Когда он вошёл, моё тело сжалось от боли. Это было грубо, резко, зверино. Без прелюдий. Без права привыкнуть. Просто боль. Настоящая, жгучая, разрывающая. Я зажмурилась, вцепилась в пол, пыталась выдохнуть – но вместо этого из горла сорвался всхлип. Он продолжал – без жалости. Его движения были быстрые, вбивающие, без капли сдержанности, как будто он пытался не занять меня, а уничтожить.
Слёзы лились. Горячие, солёные, унизительные. Я не чувствовала ничего, кроме боли – внутренней, физической, моральной. Моё тело не предавало. Оно стонало, сопротивлялось, но было взято силой, сломлено, использовано, и ничего не могло с этим сделать.
Он не остановился. Ни на миг. Он делал это с такой тишиной, с таким внутренним мраком, что я поняла: он не злой. Он просто не видит меня человеком
Каждый толчок выбивал из груди не воздух – остатки сопротивления. Я чувствовала, как пальцы у меня сжимаются в кулаки, как ногти впиваются в ладони, как губы дрожат, но не произносят ничего – потому что слов нет для этого.
Он наклонился, облизал мочку уха, и прошептал:
– Теперь ты знаешь, каково это – быть моей.
И я… знала.
Бог мой, я знала.
Пол подо мной был холодный, но внутри всё горело. И в какой-то момент я перестала бороться. Не потому, что приняла. А потому, что сил больше не было.
Когда всё закончилось, он встал. Молча. Не прикрыл. Не посмотрел. Просто ушёл, оставив меня лежать на холодном камне – голую, изнасилованную, без имени…без чести. Только с телом, которое уже не принадлежало мне. Только с плачем, который больше не был слышен.
Когда дверь захлопнулась, тишина ударила по ушам, как выстрел.

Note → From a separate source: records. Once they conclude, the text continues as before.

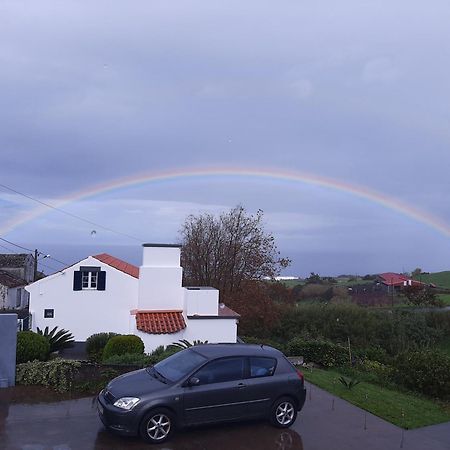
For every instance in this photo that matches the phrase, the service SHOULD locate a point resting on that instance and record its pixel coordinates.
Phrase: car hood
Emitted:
(135, 383)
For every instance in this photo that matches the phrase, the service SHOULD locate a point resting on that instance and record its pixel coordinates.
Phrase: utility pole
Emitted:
(36, 253)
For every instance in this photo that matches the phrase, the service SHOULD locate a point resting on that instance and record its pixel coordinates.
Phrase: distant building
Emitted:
(105, 294)
(19, 265)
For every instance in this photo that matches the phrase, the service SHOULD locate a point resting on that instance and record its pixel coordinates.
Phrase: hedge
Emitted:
(119, 345)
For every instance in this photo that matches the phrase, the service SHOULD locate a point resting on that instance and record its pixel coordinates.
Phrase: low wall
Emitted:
(8, 343)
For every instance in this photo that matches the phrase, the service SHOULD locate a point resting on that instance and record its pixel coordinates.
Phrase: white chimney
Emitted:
(160, 278)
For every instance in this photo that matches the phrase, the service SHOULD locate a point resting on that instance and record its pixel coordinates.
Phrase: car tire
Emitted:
(157, 426)
(283, 413)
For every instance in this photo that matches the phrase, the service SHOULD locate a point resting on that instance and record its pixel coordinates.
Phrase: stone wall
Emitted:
(8, 343)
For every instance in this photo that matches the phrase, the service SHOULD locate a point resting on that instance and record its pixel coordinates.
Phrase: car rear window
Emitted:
(262, 367)
(222, 370)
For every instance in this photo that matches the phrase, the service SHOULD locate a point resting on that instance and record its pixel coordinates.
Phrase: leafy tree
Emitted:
(227, 250)
(421, 296)
(314, 278)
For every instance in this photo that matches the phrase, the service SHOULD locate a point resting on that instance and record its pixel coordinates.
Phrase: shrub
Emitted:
(425, 371)
(129, 359)
(57, 339)
(96, 343)
(119, 345)
(31, 346)
(320, 352)
(57, 373)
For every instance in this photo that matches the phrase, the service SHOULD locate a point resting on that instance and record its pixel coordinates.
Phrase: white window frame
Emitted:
(89, 280)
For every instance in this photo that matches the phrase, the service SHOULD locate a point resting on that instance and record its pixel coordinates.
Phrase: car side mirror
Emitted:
(193, 381)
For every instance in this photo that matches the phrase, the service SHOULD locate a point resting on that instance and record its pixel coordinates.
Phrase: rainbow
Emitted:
(240, 172)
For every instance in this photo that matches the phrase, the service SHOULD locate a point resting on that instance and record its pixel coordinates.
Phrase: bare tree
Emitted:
(226, 250)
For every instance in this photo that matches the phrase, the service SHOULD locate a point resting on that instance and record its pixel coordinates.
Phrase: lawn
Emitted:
(440, 279)
(445, 298)
(403, 409)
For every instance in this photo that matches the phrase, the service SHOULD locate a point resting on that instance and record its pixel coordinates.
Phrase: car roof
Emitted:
(211, 351)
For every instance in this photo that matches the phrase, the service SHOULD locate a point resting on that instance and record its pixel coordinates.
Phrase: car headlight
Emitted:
(127, 403)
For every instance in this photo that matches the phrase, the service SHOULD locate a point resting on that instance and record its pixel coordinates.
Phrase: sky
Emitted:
(356, 92)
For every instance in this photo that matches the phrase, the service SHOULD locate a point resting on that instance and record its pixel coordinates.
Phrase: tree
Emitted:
(224, 251)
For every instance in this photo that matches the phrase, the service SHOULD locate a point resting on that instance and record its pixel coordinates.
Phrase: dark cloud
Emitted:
(358, 92)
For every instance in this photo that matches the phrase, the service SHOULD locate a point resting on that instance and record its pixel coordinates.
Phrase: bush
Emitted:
(57, 373)
(425, 371)
(96, 343)
(119, 345)
(320, 352)
(31, 346)
(129, 359)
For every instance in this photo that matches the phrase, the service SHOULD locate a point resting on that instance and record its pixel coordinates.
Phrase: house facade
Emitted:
(12, 292)
(104, 294)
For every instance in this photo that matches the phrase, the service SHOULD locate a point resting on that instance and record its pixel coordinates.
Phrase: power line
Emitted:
(75, 216)
(31, 251)
(17, 245)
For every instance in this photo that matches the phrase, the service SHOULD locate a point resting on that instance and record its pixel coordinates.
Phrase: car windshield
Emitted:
(179, 365)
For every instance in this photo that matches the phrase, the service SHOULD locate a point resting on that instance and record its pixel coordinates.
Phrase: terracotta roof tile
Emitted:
(118, 264)
(160, 322)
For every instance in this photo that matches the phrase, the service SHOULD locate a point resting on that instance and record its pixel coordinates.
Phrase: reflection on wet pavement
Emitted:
(54, 422)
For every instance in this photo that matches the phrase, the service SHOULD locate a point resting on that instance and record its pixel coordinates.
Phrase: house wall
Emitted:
(84, 312)
(3, 297)
(201, 301)
(211, 330)
(8, 339)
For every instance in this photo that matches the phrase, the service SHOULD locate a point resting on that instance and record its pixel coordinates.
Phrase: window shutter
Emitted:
(77, 280)
(101, 280)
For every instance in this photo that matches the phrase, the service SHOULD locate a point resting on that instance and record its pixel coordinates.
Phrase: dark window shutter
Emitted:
(77, 281)
(101, 280)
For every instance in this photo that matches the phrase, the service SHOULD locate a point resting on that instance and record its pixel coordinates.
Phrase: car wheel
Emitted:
(157, 426)
(284, 413)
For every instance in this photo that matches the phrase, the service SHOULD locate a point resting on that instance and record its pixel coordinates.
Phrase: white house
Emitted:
(103, 294)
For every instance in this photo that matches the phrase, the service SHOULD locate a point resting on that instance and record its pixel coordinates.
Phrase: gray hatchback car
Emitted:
(203, 384)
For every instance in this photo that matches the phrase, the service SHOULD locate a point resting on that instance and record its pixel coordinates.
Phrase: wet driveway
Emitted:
(54, 422)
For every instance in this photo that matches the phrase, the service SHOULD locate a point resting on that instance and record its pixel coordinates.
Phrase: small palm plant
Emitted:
(58, 340)
(349, 383)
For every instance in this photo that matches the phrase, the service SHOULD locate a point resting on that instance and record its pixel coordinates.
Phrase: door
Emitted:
(219, 395)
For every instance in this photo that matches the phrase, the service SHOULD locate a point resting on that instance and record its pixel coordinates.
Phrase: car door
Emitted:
(261, 386)
(219, 394)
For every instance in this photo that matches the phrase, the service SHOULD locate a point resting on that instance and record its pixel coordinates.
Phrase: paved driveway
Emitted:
(73, 424)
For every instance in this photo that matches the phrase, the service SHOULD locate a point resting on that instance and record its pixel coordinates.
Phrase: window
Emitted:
(262, 367)
(221, 370)
(49, 313)
(89, 278)
(18, 298)
(179, 365)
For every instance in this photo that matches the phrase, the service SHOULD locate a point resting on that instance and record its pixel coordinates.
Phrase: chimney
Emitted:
(160, 278)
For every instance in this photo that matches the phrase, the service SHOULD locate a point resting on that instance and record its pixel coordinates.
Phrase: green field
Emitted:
(440, 279)
(403, 409)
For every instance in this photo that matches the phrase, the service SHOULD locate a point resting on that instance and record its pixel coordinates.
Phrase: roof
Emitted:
(396, 279)
(118, 264)
(13, 260)
(8, 280)
(160, 322)
(213, 350)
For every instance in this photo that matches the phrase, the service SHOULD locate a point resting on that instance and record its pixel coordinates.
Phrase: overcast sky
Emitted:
(357, 91)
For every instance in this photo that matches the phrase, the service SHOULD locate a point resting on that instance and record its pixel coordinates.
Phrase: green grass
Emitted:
(440, 279)
(403, 409)
(445, 298)
(444, 346)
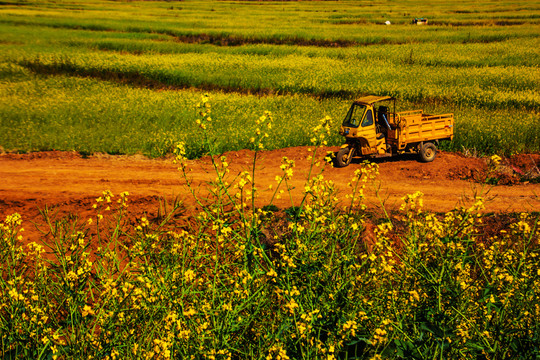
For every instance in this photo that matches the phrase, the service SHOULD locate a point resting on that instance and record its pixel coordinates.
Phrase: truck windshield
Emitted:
(354, 116)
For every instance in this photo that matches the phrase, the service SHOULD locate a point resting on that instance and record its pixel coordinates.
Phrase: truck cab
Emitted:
(371, 130)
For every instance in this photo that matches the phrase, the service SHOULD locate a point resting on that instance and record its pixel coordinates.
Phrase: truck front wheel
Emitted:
(344, 156)
(428, 152)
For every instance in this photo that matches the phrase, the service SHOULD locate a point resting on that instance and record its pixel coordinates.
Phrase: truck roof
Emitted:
(371, 99)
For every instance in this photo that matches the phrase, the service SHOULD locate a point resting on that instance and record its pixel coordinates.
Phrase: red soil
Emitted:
(69, 183)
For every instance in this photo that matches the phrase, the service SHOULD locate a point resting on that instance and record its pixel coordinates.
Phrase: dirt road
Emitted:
(70, 183)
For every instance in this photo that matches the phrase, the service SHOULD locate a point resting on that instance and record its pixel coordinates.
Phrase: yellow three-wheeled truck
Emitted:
(372, 130)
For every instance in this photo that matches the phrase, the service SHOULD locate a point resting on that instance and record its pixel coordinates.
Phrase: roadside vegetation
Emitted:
(117, 77)
(231, 280)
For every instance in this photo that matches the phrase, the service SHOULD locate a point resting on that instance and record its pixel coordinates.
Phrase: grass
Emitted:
(236, 281)
(480, 63)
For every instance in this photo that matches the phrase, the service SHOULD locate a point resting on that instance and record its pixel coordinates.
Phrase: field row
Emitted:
(303, 58)
(89, 115)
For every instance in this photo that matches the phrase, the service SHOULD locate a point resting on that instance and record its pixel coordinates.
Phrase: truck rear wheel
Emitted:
(428, 152)
(344, 157)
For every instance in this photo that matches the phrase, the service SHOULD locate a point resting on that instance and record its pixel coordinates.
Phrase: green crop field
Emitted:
(121, 77)
(224, 279)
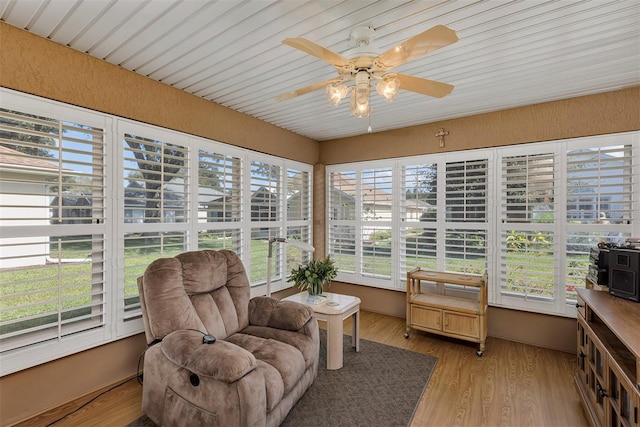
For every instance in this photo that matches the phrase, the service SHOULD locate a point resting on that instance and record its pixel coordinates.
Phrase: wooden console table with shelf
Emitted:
(608, 348)
(457, 313)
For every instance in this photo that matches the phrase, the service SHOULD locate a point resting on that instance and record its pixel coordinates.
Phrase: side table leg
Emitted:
(355, 333)
(334, 342)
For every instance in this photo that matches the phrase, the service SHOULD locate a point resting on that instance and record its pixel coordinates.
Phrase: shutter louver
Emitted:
(219, 188)
(53, 285)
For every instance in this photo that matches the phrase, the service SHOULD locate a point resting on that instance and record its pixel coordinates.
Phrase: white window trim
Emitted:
(559, 306)
(115, 328)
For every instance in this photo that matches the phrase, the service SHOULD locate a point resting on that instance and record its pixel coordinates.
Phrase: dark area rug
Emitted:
(379, 386)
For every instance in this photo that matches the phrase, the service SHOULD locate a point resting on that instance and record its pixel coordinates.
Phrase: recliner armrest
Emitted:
(221, 360)
(271, 312)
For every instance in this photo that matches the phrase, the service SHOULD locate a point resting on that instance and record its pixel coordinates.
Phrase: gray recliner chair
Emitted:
(217, 357)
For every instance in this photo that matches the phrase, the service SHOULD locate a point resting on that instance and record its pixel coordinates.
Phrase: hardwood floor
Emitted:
(512, 384)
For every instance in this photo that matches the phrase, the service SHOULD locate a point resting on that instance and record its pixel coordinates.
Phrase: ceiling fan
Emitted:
(365, 65)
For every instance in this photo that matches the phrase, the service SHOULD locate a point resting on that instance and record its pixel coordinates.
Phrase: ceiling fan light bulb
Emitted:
(359, 109)
(335, 93)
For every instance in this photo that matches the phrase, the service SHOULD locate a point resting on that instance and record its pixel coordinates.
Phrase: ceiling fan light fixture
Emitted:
(360, 95)
(388, 87)
(336, 92)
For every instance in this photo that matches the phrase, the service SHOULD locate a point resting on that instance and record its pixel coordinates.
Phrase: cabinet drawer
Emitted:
(426, 317)
(461, 324)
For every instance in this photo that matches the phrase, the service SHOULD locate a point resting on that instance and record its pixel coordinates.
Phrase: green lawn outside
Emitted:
(35, 290)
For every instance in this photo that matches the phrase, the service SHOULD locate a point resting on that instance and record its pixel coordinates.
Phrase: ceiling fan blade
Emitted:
(306, 89)
(313, 48)
(424, 86)
(421, 44)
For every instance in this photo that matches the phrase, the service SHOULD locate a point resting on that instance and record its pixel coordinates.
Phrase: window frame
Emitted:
(116, 325)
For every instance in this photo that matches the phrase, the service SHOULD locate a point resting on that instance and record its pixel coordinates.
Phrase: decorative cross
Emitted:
(441, 134)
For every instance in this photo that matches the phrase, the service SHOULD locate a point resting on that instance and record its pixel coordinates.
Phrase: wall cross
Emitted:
(441, 134)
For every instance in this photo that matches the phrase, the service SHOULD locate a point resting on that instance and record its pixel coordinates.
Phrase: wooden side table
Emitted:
(334, 310)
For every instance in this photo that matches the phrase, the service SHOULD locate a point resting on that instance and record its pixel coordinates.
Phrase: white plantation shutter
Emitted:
(376, 218)
(602, 188)
(89, 200)
(419, 215)
(466, 191)
(219, 187)
(266, 192)
(298, 195)
(599, 180)
(299, 210)
(156, 208)
(527, 214)
(341, 206)
(528, 188)
(52, 213)
(466, 186)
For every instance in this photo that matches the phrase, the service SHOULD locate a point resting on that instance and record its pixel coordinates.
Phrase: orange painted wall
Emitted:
(38, 66)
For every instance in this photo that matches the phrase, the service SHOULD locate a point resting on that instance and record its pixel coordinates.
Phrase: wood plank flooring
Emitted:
(512, 384)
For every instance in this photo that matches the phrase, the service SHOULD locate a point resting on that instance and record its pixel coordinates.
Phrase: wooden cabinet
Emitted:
(451, 304)
(608, 346)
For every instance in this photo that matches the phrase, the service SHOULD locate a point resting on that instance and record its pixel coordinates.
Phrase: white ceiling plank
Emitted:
(50, 17)
(511, 53)
(79, 19)
(21, 12)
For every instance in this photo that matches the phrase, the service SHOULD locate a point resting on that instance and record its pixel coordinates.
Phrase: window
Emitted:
(527, 237)
(88, 200)
(553, 202)
(52, 212)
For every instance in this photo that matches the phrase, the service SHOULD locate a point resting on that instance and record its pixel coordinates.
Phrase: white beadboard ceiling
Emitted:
(510, 53)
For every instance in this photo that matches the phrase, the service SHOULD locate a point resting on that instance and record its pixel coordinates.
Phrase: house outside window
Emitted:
(88, 200)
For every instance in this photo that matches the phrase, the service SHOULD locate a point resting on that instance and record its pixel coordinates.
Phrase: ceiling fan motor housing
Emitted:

Я осталась лежать, не двигаясь. Голова была повернута вбок, щека прижата к камню. Он был холодный, мокрый, и я не чувствовала в этом больше боли – только тупую, безысходную немоту. Как будто всё внутри обрушилось. Я лежала под этим грузом, раздавленная, но живая. И не знала, зачем.
Ноги дрожали. Между бёдер – боль. Настоящая, тянущая, липкая. Я чувствовала, как оттуда медленно, мерзко стекает кровь – не каплями, а тонкой струйкой. Смешиваясь с влагой на полу. Как будто моё тело плакало вместо меня.
Слёзы уже высохли. Глаза жгло. Я не закрывала их – просто смотрела в камень, будто он мог спасти. Или проглотить. Хотелось именно этого – исчезнуть. Пропасть в трещину. Исчезнуть из своего тела. Потому что оно теперь было не моё.
Я не чувствовала себя женщиной. Не чувствовала человеком. Я чувствовала себя использованной шкурой, которую отбросили в угол. Ни одна часть меня не принадлежала мне. Даже слёзы, даже дыхание – всё, что было мной, разорвали.
Я с трудом поднялась. Руки скользнули по камню предательски дрожащие. Я села, подтянула колени к груди. Ноги были в ссадинах, плечи горели. Я обняла себя, как будто могла собрать заново, что осталось. Но всё скользило. Всё вываливалось изнутри, как пепел.
И всё время в голове звучал его голос. Не грубый. Не яростный. Тихий. Мерзко ласковый.
– Теперь ты знаешь, каково это – быть моей.
Я не была его. Я никогда не буду его. Наклонилась и вырвала. Пусто. Горько. В горле горело. Но хоть что-то вышло из меня – хоть что-то я смогла отдать обратно.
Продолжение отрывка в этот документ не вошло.